We start with the process of self-assessment. This means that we gather information about our performance and qualities and write them down. This can include observations by others but should also be based on your own observations – and feelings. Do not forget the feelings. This might sound a bit clichéd and difficult to tackle, but your feelings are a good indicator for where things need improvement. At the end of this step, you should have a list of aspects, areas and qualities that you would like to improve upon or that you feel very good about it. The first ones are obviously areas of improvements, while the latter ones are your strengths.

But before we write them in the review, we should ask some questions about them. Why do you think you are so good at communicating with other teams? Why do you struggle with delegating when you have a team lead position? Again, try to go beyond mere observations and try to find the reasons behind your strengths and weaknesses, because answering these questions will provide you with deeper insight into your own skillset.

If your employer requires you to write period self-evaluations, then you might be tempted to write about your areas of improvement in an overly positive way. While it is certainly not necessary to make yourself look bad, you should not spend too much time wrapping your shortcomings in a way that makes them become less obvious. Most self-reviews you write will not be read by anyone else, so you would just be lying to yourself. There is one major exception, though: the self-review for your L3 checklist will naturally be read by your panel. Nevertheless, this still is not a reason to think and write about yourself only in a positive way. Believe me when I tell you that your panel will quickly realize it and will question you about it. In fact, writing an entirely positive self-review is a very easy way to display a deficiency in this quality.

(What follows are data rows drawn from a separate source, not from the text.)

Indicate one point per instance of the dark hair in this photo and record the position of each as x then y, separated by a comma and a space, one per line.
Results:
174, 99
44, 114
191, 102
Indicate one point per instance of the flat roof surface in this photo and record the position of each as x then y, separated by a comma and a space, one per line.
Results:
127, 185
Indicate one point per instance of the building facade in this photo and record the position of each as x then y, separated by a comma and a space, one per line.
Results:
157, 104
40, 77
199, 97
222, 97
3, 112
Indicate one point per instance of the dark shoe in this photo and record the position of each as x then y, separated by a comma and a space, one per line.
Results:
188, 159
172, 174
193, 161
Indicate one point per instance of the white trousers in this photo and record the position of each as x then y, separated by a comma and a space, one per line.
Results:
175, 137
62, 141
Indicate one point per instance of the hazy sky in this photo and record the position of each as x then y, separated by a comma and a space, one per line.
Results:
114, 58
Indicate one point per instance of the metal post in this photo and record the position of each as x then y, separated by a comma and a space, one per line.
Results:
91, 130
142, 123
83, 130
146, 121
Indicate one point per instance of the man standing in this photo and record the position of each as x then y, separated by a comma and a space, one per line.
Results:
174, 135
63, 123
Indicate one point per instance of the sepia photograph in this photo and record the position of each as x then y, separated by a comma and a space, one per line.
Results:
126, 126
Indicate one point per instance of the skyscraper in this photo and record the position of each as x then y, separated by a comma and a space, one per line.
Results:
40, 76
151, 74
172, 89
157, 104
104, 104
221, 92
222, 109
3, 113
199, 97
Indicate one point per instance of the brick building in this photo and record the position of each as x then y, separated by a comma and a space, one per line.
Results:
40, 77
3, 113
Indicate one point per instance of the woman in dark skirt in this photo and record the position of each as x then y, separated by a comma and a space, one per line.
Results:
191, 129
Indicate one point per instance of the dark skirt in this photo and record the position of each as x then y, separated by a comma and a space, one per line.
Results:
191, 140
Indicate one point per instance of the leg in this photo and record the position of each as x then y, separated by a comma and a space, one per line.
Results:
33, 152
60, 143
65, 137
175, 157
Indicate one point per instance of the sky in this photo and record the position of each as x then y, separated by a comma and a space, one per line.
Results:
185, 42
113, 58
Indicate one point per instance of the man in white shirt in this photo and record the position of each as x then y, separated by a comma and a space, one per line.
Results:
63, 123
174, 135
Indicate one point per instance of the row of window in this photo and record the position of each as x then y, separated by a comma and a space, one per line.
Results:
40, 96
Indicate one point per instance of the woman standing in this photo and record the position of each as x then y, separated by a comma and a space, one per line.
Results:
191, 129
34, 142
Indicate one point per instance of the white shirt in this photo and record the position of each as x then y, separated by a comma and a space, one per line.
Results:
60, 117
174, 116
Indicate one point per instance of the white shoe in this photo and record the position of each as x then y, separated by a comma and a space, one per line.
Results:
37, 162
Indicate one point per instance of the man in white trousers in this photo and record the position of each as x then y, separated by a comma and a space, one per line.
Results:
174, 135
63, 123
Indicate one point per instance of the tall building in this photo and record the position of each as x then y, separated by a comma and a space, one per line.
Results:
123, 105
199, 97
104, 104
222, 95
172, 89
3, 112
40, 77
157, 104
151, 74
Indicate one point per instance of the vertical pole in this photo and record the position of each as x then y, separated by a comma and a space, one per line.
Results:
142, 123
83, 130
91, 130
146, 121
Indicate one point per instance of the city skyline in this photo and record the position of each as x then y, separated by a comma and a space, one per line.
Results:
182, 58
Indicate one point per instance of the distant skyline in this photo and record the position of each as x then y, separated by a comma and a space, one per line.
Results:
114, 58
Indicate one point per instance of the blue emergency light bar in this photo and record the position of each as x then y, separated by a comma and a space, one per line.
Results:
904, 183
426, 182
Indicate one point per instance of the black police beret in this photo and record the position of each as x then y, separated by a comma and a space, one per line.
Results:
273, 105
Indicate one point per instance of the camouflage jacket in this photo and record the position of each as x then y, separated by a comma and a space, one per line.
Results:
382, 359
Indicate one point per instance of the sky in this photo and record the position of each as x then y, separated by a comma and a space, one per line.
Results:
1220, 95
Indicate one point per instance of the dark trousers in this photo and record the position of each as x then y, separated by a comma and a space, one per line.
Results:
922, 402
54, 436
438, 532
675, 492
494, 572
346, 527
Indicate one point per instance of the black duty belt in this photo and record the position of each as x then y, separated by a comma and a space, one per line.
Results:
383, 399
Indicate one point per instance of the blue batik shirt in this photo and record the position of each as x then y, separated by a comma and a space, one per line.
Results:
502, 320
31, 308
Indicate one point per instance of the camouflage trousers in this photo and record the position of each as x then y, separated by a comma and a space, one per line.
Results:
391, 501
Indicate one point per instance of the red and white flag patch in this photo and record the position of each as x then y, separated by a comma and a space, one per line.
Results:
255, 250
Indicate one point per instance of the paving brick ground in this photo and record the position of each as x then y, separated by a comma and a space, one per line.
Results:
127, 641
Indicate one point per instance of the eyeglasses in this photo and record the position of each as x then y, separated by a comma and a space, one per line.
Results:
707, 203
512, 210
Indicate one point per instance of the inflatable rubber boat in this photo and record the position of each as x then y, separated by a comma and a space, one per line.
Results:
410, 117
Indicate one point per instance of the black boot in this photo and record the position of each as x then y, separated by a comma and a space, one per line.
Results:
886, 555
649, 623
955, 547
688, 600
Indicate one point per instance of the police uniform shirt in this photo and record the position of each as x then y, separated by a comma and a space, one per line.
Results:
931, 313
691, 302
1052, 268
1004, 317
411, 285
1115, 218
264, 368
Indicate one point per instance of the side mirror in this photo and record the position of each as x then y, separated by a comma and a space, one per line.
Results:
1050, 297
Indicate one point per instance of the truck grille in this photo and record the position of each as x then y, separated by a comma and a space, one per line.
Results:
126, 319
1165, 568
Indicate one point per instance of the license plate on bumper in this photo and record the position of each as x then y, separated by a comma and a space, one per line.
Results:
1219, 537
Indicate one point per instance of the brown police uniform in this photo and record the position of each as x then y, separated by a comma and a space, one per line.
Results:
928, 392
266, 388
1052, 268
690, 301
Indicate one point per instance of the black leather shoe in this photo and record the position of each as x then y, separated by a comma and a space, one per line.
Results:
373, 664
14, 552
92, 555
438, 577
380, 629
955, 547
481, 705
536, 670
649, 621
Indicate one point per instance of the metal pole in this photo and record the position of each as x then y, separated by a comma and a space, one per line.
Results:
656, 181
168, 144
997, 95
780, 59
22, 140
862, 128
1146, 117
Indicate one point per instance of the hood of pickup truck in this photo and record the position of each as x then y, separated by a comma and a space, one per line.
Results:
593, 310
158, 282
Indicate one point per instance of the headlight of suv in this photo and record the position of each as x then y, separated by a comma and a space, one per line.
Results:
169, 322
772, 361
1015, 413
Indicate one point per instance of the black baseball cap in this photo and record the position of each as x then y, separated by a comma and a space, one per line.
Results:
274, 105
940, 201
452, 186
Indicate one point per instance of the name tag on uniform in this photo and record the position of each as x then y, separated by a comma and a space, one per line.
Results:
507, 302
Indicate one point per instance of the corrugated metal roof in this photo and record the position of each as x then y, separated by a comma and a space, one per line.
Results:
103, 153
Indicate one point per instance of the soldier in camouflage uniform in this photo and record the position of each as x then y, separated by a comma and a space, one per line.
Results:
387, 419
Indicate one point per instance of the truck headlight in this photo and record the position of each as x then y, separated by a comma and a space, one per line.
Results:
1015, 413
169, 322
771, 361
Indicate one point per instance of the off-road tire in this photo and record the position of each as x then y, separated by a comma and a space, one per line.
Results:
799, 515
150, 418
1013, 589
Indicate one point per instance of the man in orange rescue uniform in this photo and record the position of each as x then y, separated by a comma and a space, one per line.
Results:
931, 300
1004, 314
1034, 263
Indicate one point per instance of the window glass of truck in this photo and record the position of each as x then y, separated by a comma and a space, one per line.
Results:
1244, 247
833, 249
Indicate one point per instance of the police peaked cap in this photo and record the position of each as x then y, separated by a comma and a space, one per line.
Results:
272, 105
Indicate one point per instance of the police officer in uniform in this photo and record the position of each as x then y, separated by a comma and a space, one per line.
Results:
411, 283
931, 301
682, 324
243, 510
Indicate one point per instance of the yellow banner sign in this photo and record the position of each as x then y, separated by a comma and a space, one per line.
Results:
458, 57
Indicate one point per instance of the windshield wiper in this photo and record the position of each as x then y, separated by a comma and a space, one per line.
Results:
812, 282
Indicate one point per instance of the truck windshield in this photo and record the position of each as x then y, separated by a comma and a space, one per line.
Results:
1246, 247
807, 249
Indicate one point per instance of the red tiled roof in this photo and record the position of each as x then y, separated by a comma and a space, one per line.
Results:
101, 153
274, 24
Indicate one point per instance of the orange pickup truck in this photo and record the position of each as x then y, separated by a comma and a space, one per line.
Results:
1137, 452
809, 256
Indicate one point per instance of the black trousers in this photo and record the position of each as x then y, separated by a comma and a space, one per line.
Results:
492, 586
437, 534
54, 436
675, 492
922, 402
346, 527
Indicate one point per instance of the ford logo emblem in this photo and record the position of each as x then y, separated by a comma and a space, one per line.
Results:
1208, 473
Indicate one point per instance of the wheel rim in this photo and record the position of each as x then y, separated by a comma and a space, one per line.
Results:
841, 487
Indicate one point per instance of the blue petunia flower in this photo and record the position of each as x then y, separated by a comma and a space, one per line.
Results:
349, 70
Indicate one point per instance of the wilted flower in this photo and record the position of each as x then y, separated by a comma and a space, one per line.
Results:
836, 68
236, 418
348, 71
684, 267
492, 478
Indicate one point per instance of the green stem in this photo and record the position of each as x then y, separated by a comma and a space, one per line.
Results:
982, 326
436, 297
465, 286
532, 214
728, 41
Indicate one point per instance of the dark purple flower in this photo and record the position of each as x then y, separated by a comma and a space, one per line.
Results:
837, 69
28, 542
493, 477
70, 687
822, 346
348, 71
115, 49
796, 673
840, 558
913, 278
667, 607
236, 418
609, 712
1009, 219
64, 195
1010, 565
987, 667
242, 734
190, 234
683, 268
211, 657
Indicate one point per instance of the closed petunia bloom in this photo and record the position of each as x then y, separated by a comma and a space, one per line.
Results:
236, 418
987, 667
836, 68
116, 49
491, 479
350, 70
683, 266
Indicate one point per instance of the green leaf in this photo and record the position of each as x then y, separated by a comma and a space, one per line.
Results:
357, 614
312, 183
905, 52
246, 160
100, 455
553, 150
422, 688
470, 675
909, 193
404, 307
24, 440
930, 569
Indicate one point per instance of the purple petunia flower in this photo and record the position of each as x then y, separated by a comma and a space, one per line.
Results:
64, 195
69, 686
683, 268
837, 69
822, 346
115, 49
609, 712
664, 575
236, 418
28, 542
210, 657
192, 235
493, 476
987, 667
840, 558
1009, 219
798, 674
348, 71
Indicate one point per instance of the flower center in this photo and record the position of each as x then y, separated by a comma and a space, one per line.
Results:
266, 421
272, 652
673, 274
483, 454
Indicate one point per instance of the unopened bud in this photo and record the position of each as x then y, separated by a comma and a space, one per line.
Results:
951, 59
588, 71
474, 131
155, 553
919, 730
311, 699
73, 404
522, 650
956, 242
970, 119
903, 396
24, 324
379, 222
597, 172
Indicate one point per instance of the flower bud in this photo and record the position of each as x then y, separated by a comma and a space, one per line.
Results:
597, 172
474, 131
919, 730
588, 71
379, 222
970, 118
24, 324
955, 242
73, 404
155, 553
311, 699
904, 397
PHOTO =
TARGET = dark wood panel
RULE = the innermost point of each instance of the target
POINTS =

As a last step, it is crucial to realize that any form of self-evaluation is not worth much if you do not try to improve as a result of it. This goes with any sort of review but counts double for self-reviews. If you want to do this properly, you need clear objectives. You may already be familiar with the SMART mnemonic for objectives. It is quite simple: any sort of objective you have for yourself should be

  • Specific
  • Measurable
  • Achievable
  • Relevant
  • Timed

You can read more on this concept on the web (e.g. Wikipedia-SMART Criteria) or in Graham Yemm’s book “Leading Your Team: How to Set Goals, Measure Performance and Reward Talent”. If you really want to improve on your shortcomings, try to come up with SMART objectives and reevaluate them periodically.


So I hope I have succeeded in explaining to you why self-evaluation is an important quality, and what the judge program means by self-evaluation. If you find yourself struggling with this quality, then try to follow the three steps I have outlined:

  1. Write down observations of others and yourself (assess yourself)
  2. Try to find out the origin for these observations (question yourself)
  3. Set yourself objectives on how to improve on these shortcomings in the future
    (improve yourself)

If you are looking for additional resources outside of the judge program, I can recommend you the blog www.myrkothum.com and the article Self-Reflection: How to Do it Right in particular.

As a closing note, self-reflection is not just something that can help you become a better judge. Self-reflection can help you become a better person. I recommend everybody to self-evaluate and self-reflect regularly. If done properly, you will see that it provides you with a better understanding of yourself, your skills and your goals. And hopefully it will also help you to reach these goals in the near future – whether they are judging-related or not.